First there was Bush, who last week promised that he would not attack his fellow Republicans during the GOP primaries, noting that, “tearing down other people won’t help at all.”

And then came Huckabee. While campaigning over the weekend in New Hampshire, the former pastor urged his fellow GOP candidates to not engage in a Cain versus Abel type “fratricide.” He then preached to his fellow GOPers to avoid a “free for all” and “demolition derby” among each other.

I have to give it up for both of them. Not for their sentiment. But given their own respective track records of ripping apart their Republican competitors in primaries that they were able to keep a straight face while making these statements.

Let’s look at the history of these two. Bush’s last contested GOP primary was in 1994 when he was running for governor of Florida as part of a crowded field of candidates.  Bush, along with the other top-tier Republicans entries, entered into a “Clean Campaign Pledge” promising no personal attacks, just policy-based ones.

So there’s Bush a month before the September 1994 primary with a sizable lead over the pack. But then Bush “stunned” his fellow Republicans, as The New York Times noted at the time, by unleashing negative campaign ads on his top two GOP rivals. These ads alleged in part that the two other Republicans wanted to raise taxes- a claim they both vehemently disputed.  (If you run an ad distorting the policy position of your opponents, you are in essence launching a personal attack—especially over taxes in a Southern GOP primary!)

And then in a sheer display of unabashed elitism, the Bush ad stated that his two opponents “are taking millions of your tax dollars to pay for their political campaigns.”  The ad bragged that Bush wasn’t.

Technically Bush was correct: His opponents were taking public financing, and he wasn’t. Why? Well, because Bush was wealthy enough to bankroll his own campaign unlike his rivals.

But these attacks pale in comparison to Huckabee, who is expected to announce his presidential run on May 5.  When Huckabee says a person should turn the other cheek, apparently it’s so he can slap both sides.

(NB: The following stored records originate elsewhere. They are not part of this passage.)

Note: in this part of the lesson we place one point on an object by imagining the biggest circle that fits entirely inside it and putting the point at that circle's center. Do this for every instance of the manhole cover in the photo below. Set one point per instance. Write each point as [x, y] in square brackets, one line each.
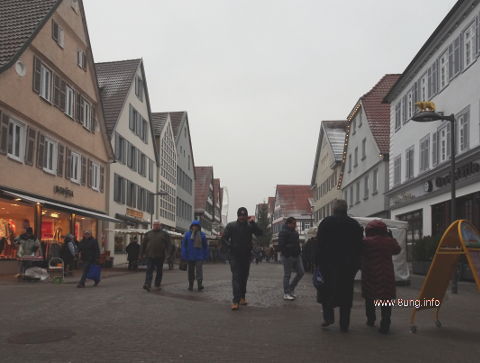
[41, 336]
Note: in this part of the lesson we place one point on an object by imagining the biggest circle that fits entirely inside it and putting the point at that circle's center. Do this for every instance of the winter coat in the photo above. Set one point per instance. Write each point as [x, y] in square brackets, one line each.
[191, 253]
[237, 238]
[378, 278]
[133, 251]
[289, 242]
[156, 244]
[338, 258]
[89, 251]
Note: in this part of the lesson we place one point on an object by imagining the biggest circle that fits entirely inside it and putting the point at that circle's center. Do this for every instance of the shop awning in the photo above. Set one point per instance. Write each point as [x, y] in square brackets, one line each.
[76, 210]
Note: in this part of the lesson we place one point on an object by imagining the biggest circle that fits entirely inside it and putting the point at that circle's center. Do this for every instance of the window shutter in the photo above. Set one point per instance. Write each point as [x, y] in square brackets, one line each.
[30, 146]
[102, 178]
[40, 150]
[62, 90]
[84, 171]
[89, 173]
[37, 74]
[68, 163]
[61, 155]
[435, 148]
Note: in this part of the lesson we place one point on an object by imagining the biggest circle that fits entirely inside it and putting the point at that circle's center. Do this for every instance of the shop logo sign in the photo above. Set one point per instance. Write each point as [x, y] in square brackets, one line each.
[62, 190]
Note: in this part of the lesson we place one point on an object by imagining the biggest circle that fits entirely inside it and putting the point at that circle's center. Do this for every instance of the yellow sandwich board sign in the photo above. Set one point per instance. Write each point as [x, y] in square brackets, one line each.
[461, 238]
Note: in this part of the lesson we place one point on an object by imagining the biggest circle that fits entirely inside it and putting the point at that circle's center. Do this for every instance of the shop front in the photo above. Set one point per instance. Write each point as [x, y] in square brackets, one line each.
[51, 222]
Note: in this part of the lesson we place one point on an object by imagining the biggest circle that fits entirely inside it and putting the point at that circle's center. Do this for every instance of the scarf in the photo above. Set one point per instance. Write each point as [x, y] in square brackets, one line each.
[197, 239]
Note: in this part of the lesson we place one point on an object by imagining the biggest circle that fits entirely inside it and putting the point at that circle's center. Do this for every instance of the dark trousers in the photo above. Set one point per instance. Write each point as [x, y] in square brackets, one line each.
[329, 315]
[386, 312]
[86, 267]
[240, 270]
[152, 264]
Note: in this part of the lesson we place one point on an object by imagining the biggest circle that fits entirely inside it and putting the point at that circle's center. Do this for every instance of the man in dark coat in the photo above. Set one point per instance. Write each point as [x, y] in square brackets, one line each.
[133, 251]
[155, 245]
[338, 258]
[289, 245]
[237, 239]
[378, 277]
[89, 254]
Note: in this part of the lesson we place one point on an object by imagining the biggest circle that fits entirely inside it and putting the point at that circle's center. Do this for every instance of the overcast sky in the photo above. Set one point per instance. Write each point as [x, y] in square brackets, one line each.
[257, 76]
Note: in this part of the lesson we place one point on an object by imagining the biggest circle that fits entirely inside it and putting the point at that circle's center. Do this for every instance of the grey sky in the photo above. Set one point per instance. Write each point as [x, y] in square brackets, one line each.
[258, 76]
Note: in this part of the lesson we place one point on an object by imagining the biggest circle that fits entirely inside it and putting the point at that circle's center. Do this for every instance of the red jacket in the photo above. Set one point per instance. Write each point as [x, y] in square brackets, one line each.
[378, 278]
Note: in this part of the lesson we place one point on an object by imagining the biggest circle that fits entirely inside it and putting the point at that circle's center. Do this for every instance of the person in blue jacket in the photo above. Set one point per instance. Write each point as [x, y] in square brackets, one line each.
[195, 251]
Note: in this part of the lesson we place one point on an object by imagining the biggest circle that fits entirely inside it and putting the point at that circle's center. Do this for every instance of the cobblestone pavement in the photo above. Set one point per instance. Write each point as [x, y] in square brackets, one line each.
[119, 322]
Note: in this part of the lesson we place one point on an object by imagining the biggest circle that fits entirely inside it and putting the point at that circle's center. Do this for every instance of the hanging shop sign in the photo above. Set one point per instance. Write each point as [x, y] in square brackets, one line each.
[63, 190]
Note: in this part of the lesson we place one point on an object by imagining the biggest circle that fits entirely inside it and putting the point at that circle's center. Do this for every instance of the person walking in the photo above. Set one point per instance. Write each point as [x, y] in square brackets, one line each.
[154, 247]
[89, 254]
[195, 251]
[289, 245]
[378, 277]
[133, 251]
[237, 239]
[339, 243]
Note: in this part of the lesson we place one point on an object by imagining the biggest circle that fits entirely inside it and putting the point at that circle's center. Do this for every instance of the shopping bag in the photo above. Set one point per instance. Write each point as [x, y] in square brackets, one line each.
[94, 272]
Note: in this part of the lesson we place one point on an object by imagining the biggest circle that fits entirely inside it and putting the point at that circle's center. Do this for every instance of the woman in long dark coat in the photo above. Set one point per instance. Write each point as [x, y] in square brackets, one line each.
[339, 239]
[378, 278]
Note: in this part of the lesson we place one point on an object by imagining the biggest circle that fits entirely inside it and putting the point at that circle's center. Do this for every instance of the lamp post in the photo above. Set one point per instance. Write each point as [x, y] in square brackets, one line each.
[162, 192]
[427, 114]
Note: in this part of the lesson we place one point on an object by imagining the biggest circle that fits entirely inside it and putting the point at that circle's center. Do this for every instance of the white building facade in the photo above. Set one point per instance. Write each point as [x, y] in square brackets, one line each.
[446, 71]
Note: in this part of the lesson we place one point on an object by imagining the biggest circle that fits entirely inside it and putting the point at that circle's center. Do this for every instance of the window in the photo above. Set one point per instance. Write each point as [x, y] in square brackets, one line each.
[57, 34]
[81, 59]
[69, 101]
[409, 157]
[365, 187]
[397, 170]
[375, 182]
[50, 156]
[469, 41]
[16, 140]
[425, 153]
[95, 177]
[75, 167]
[463, 131]
[398, 116]
[139, 88]
[45, 83]
[444, 77]
[357, 196]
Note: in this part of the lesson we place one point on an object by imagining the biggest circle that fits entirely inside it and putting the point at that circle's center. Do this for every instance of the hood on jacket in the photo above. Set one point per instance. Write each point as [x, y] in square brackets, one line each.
[376, 227]
[196, 223]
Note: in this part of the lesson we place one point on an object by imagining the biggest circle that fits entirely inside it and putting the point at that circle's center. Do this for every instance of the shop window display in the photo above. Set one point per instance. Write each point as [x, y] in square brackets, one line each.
[15, 217]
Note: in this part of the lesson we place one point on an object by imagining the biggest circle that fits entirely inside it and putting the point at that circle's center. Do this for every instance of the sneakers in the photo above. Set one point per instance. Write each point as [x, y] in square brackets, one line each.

During Huckabee’s 2008 presidential run, he unloaded a barrage of attacks on his GOP rivals; I’m talking Old Testament, wrath of God stuff. For example a day before the 2008 New Hampshire primary, Huckabee mocked Mitt Romney for being wealthy, saying, “I can’t write a personal check for tens of millions of dollars to impress you with what a great guy I am.”  Huckabee then ridiculed Romney for not knowing how to clean a gun.

And in the days before the Iowa caucus, Huckabee, reminiscent of what he’s saying now, tried to remain above the fray by holding a press conference to announce he would not run a campaign ad that called Romney “dishonest.”  Of course, Huckabee knew by holding a press event it would still get the barb out there anyway.

But worse, the Huckabee campaign then aired that very ad at least 10 times in various Iowa TV markets after publicly promising not to. When Huckabee’s campaign was asked why, the response was, “the campaign gave their best effort to pull the ad.  Perhaps they held a prayer circle and asked God to keep the ads off the air because a simple phone call to the TV stations would have presumably done the trick.

And after John McCain beat Huckabee in the South Carolina primary, Huckabee stood next to his pal Chuck Norris as Norris alleged that McCain was too old to be president.  I may not be an expert on Jesus like Huckabee, but I’m pretty sure I know what Jesus would not do, and that’s let Chuck Norris do his dirty work for him.

Look, there’s no need for Bush and Huckabee to insult our intelligence by pretending to better than they are on the issue of negative campaigning.  We all know this will be a vicious, bare knuckles brawl to the GOP nomination.  And given Bush and Huckabees’ own history of attacking fellow Republicans, the question is not: Will there be blood? The only question is: How much Republican blood will they spill?